一国一藩の安危よりも自分の保身から物事を思考し

「が、どうせ骨の髄からそうおもっているのではない」

と最初から見ぬいていたのは、井上聞多(のちの井上馨)であった。井上はアーネスト・サトーと同様、役人というものを知っていた。一国一藩の安危よりも自分の保身から物事を思考し、大事をきめるときは、かならず会議をし、すべての責任は「会議」がとるという建前をとり、責任を問われれば、

「自分一個はそうはおもっていないが、会議でそうきまったことだから」

という理屈をつかって責任の所在を蒸発させてしまう世界であるということを井上ほど知っていた者はいない。

・・・公卿たちは、べつに世界観というものはもっていなかった。ただ本願寺法主が念仏をとなえるようにして攘夷をとなえているにすぎない。

《司馬遼太郎 世に棲む日々(三) ヤクニンの章》


井上聞多の、役人相手に志を貫き、カウンターパンチをかます一連のやり取りが胸に響く。明治政府の要職に就いたのも頷ける。

会議の使われ方は考えさせられる。

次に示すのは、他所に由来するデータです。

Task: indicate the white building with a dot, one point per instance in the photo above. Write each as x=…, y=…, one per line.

オーソライズのための会議がなくなったらどうなるか?その分の時間を創造的なアイデア出しのワイワイガヤガヤ会議に変えたら組織の価値はどう変わるのか?皆さんはどう思いますか???

そもそも世界観を持って日常業務ができているか?締切も大事だけど、世界観なき日常業務って、ロボットに変わる。